The elites are dangerous for other reasons: because they are manipulating information to serve their own narrow interests, for instance. That is horrible, and dangerous too. But because the elite are seeking to manipulate *information* and data, and such, to prop themselves up, they are vulnerable to *other* information, to other data, to rational argument. Because the elite feel the need to at least enter the community of ideas with their bullshit, they open themselves up to a critique from the rest of us. As such, we can convince others that they are wrong–that becomes at least possible. But with the masses in this case like the ones I’m discussing, they do not rest their beliefs on facts that are rebuttable: how do I rebut the rapture logically? With science? Yes, except these folks don’t believe in science. They use purely emotion and non-rebuttable faith proofs to move their agenda…which makes them more dangerous in some ways because such things are not open to rational discussion and debate. They speak to much more problematic psychological needs and as such are more given to fascist leanings, or so it seems to me.
I should also make clear, although Adam did not accuse me of this, that I am not condemning all believers, or all Christians. I was only speaking of those who believe in the white God/Jesus, and who believe in the rapture and literal lake of fire stuff (which is not all Christians by a long shot).
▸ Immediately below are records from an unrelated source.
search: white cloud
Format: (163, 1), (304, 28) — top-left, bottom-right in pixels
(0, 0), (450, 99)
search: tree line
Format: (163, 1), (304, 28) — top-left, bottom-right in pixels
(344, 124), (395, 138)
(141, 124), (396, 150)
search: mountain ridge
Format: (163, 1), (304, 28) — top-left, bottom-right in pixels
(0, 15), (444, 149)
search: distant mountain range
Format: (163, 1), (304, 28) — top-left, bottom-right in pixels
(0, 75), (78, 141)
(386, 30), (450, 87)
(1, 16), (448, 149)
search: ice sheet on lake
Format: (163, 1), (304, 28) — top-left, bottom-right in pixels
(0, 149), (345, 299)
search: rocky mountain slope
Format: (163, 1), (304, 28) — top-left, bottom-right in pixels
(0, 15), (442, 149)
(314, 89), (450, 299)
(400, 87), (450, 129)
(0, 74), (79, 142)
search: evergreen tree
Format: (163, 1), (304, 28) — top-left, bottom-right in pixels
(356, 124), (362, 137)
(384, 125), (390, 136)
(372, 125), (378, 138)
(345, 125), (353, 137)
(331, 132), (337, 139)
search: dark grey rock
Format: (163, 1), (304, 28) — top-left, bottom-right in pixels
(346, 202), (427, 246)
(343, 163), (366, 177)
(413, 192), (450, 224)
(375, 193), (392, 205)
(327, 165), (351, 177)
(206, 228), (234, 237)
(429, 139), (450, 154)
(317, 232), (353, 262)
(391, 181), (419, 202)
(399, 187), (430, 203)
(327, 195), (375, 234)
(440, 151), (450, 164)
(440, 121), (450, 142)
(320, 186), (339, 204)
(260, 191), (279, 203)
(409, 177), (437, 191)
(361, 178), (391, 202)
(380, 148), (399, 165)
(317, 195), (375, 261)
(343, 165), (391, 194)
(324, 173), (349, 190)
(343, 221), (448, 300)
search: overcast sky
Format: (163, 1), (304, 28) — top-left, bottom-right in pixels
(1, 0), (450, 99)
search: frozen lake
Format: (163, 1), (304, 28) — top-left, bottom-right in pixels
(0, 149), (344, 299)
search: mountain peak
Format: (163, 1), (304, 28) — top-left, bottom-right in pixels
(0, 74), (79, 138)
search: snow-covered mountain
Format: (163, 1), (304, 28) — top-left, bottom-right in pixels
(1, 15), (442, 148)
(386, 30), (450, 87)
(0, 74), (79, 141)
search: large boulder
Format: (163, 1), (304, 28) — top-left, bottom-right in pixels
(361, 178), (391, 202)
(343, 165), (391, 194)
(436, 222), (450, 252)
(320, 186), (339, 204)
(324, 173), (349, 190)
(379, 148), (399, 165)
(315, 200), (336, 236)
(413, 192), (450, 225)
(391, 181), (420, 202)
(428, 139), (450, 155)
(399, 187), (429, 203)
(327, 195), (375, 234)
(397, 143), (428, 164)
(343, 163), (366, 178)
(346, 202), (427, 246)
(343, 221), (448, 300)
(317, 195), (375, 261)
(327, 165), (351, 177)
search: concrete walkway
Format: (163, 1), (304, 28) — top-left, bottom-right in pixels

And given that I placed equal or even greater blame for the mess we’re in on us–those who are liberal, progressive, or left–for not doing more to challenge those who would usher in fascism, I also think it should be obvious that I am not particularly trusting of book-reading lefties either. We all have a couple of nickels in this particular quarter, for sure. I just refuse to let certain folks slide or to assume that they are the salt of the earth or whatever, or merely pawns in someone else’s game. There comes a point when pawns play the game willingly and have to be checked by the rest of us, even when we have our own flaws to work on, as we all do.
Anyway, thanks to everyone who has joined this discussion thus far. I think it’s helpful to think this stuff through, either way one concludes.